Injecting data into sources must be done with DAG.stream() to process data in batches. It will handle batching into source queues and returning messages from all sinks.

data1 = [1, 2, 3, 4]  # For source_1
data2 = [5, 6, 7, 8]  # For source_2

# Workflow starts waiting for source messages
dag.start()

# Streams data into sources and collects any sink messages
# Order of data specifies which source queue it goes into
for q_idx, msg in dag.stream(
    data1,
    data2,
    source_queues=(source_1, source_2),
    sink_queues=(sink_1, sink_2),
    batch_size=2,
    max_inflight=100,
    sink_wait=0.01,
):
    print(f"from sink #{q_idx} -> batch_idx={msg.index}, payload={msg.payload}")

# Releases all resources by terminating all DAG nodes
dag.stop()

# sink_1 payloads: [29, 52], [85, 128]
# sink_2 payloads: [25, 36], [49, 64]

Tip

Sinks operate using a first-in, first-out (FIFO) queue. Batches are processed when finished, not necessarily in the order they are sent into the DAG.

Installation

You can install raygent directly from the GitHub repository. First, clone the repository.

git clone git@github.com:scienting/raygent.git

Install raygent using pip after moving into the directory.

pip install .

This will install all dependencies and raygent into your current Python environment. To enable raygent's full parallelization capabilities with DAG workflows, install it with the workflow extra.

pip install .[workflow]

Development

We use Pixi to manage environments and dependencies. After installing Pixi, clone the repo and run:

pixi install
pixi shell -e dev

This gives you a fully configured environment with testing, linting, formatting, and build tools.
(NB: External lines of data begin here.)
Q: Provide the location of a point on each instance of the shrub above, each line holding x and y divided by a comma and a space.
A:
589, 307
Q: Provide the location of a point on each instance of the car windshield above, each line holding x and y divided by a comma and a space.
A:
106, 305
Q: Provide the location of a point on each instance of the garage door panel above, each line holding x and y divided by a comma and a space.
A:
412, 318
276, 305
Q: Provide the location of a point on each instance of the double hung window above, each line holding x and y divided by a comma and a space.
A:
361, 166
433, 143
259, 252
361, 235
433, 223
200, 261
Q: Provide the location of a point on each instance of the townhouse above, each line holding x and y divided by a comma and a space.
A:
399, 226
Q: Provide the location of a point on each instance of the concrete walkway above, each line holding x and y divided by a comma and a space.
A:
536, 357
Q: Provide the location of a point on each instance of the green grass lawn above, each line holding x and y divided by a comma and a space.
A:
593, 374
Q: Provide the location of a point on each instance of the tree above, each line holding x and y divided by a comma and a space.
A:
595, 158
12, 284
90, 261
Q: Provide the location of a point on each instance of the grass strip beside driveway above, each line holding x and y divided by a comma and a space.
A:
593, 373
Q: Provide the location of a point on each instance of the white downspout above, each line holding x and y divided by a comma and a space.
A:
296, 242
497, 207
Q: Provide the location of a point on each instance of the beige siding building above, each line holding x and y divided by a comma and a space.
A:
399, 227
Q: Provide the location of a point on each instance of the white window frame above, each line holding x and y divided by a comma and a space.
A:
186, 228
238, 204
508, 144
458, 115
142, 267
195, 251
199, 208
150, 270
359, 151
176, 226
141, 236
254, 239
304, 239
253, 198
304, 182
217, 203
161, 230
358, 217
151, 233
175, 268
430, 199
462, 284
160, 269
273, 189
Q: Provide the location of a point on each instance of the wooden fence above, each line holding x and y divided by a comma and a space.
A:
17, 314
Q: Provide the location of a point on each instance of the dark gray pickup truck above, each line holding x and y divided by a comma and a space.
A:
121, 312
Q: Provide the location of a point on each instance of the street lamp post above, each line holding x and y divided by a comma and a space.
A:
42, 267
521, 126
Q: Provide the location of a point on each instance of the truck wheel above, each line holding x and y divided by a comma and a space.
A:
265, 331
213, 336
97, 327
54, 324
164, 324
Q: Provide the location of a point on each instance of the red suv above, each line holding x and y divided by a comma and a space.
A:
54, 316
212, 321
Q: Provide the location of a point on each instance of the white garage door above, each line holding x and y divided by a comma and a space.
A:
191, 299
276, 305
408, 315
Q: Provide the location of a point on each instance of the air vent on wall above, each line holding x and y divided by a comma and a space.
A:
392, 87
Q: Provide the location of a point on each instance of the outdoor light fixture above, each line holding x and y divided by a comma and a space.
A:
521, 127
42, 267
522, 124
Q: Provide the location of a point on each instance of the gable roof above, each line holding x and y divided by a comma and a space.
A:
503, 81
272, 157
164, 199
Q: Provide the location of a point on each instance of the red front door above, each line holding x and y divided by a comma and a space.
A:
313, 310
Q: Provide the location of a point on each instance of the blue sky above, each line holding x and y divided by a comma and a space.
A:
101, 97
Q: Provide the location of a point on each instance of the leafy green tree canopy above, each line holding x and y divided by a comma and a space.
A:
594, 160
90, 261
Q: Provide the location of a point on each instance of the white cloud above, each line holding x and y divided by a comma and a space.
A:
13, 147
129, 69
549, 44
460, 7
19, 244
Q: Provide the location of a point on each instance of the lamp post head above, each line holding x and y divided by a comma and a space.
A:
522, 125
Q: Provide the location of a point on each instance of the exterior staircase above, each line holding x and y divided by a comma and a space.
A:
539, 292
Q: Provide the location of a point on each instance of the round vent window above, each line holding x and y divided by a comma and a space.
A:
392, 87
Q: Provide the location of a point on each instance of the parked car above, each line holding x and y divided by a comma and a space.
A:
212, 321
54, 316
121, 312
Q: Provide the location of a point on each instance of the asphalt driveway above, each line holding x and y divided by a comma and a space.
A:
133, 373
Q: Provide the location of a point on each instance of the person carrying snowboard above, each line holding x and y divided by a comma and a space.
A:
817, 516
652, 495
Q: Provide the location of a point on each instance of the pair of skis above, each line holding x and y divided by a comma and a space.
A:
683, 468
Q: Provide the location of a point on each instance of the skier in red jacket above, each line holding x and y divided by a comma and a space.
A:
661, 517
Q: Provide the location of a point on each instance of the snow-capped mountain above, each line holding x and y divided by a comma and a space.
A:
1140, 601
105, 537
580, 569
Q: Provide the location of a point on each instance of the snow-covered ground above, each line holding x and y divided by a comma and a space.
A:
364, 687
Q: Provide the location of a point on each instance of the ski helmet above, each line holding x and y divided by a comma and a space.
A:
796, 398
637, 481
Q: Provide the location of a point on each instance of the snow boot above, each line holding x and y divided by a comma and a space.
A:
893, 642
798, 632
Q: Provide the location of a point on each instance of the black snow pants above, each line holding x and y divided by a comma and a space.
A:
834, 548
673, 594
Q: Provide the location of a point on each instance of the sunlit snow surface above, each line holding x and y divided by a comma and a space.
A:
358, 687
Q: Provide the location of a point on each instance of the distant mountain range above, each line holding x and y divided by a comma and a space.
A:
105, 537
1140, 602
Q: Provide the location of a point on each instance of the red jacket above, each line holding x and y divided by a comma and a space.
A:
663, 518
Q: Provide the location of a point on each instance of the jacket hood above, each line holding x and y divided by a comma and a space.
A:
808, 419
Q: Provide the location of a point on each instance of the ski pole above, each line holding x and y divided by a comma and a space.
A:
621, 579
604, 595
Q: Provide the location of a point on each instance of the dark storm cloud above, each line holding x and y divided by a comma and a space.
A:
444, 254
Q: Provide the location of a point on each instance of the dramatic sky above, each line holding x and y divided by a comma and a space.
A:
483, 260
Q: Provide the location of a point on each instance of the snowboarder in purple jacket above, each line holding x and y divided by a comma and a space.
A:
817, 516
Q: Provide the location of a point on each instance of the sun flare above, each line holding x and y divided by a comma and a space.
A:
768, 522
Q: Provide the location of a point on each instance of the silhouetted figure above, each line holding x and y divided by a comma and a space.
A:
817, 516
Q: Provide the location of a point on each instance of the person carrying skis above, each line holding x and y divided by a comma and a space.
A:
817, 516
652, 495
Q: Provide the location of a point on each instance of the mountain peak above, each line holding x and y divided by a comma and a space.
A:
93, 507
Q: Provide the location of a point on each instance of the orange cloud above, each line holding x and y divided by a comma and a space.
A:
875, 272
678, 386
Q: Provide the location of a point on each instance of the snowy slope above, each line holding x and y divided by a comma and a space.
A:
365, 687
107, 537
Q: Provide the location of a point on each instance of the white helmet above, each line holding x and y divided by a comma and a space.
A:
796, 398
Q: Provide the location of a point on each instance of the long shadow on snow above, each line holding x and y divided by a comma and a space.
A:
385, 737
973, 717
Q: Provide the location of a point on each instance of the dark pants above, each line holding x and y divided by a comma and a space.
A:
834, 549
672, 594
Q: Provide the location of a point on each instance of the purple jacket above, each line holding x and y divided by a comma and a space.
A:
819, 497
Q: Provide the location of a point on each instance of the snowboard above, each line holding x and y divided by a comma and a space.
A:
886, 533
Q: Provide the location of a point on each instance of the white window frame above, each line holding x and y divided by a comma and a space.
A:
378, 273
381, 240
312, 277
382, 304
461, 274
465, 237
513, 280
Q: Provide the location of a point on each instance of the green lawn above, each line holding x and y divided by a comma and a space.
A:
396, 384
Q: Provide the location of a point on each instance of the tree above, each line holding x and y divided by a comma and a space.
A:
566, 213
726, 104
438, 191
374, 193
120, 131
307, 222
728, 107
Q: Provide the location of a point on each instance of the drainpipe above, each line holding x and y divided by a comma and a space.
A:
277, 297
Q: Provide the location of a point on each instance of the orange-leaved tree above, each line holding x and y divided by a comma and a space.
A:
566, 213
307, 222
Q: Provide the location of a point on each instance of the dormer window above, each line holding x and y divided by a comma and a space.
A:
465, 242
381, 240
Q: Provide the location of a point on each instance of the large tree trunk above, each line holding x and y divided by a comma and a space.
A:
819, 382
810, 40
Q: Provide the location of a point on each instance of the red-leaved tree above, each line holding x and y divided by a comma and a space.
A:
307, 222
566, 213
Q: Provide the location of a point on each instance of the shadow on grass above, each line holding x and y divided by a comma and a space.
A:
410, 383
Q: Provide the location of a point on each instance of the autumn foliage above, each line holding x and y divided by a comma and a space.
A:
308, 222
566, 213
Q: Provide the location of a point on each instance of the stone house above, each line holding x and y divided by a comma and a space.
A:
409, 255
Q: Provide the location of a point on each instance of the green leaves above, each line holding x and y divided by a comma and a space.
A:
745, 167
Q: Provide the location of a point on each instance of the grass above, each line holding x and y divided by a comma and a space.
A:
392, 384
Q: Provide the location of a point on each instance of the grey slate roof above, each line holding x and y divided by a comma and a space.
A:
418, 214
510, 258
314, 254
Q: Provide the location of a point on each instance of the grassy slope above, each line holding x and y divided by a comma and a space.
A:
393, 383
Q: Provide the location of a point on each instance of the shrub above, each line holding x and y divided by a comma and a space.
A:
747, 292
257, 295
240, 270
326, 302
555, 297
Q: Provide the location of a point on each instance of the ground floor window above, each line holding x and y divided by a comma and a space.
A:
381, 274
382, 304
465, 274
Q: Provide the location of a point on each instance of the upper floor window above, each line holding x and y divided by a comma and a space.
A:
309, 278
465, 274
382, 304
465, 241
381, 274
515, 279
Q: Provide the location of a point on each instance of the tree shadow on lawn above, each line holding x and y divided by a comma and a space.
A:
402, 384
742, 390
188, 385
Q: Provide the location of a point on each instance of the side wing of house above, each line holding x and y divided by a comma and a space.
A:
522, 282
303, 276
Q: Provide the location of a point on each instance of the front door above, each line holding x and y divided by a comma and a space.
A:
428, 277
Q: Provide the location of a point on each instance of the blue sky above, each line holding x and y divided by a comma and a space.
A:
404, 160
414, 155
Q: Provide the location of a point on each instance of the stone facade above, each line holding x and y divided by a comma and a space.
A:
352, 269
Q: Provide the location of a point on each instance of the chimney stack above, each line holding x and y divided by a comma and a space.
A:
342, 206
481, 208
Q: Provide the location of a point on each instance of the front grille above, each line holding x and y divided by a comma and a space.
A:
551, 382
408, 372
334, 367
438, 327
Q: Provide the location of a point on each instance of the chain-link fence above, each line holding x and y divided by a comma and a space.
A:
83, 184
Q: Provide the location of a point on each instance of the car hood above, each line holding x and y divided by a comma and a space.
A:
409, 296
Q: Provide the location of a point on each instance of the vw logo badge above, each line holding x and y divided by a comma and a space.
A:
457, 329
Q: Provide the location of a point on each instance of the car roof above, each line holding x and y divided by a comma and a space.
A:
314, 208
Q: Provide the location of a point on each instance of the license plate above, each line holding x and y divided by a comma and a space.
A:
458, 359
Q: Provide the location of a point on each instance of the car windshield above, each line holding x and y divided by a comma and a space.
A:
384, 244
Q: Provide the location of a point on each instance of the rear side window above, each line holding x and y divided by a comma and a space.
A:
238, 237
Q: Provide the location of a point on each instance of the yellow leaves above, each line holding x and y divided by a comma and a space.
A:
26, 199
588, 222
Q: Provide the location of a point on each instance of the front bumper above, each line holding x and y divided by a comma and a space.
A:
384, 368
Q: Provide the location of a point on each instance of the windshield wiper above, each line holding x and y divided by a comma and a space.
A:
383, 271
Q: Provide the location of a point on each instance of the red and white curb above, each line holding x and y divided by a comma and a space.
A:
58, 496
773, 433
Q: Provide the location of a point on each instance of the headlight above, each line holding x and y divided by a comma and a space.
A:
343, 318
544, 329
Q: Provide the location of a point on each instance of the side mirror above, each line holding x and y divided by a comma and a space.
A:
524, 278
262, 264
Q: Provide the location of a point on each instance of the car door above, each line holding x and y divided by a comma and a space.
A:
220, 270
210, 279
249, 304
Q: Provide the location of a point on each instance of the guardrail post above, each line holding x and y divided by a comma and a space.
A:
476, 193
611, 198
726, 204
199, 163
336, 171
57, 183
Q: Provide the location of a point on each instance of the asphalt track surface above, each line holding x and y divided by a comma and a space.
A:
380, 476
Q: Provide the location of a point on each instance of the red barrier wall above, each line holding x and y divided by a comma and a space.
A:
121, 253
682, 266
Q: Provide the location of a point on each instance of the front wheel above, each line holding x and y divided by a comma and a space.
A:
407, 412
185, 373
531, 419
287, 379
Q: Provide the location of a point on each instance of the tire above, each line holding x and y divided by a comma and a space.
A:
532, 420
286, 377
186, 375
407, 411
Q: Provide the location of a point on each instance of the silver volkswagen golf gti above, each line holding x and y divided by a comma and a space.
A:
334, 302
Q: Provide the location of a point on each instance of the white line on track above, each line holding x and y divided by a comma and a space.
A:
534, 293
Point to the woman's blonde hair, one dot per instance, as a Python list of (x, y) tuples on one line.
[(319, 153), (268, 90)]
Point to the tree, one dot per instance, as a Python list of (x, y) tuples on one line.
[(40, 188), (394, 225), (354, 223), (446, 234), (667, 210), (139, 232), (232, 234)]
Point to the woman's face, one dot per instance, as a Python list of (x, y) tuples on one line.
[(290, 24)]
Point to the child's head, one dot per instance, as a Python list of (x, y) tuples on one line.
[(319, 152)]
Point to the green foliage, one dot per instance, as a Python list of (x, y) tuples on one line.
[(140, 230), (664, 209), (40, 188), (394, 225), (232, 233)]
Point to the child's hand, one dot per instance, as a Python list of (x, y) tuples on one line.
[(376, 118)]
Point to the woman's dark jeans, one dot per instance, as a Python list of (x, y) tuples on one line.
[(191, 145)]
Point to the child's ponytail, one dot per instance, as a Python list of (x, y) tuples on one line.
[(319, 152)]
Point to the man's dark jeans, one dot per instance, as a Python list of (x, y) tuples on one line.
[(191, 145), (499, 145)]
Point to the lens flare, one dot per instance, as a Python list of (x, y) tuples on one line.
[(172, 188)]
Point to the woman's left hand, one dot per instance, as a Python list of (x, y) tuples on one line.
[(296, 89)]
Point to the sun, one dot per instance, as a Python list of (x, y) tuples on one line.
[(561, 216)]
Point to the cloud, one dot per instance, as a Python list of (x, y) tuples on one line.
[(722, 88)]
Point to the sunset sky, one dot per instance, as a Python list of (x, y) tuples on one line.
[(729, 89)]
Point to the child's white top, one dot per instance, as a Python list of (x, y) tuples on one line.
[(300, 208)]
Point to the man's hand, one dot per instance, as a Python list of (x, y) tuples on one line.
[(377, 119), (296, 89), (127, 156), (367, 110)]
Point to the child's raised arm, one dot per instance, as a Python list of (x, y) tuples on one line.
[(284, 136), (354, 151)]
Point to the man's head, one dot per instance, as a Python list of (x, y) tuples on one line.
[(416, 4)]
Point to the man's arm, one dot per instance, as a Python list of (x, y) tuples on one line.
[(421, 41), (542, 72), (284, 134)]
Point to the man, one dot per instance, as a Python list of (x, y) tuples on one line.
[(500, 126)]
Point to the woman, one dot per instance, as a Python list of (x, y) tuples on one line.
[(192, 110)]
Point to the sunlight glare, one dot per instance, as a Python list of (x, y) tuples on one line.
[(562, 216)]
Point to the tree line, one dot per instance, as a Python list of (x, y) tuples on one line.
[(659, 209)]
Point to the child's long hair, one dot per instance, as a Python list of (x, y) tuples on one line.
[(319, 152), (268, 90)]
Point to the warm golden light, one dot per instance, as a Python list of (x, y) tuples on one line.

See the development guide for the complete walkthrough, including how to run tests, build the package, and publish releases.

License

raygent is licensed under the Prosperity Public License 3.0.0.

Noncommercial use is free. Academic researchers, university labs, nonprofits, and individual learners can use, modify, and distribute this software and any datasets it generates at no cost. If you use raygent in published research, a citation is appreciated.

Commercial use requires a paid license. The Prosperity Public License includes a 30-day trial period for commercial evaluation. After that, for-profit companies using raygent or its outputs in commercial products, services, or internal operations need a commercial license. This includes using the generated datasets in proprietary ML pipelines, commercial drug discovery workflows, or products built on the cleaned data.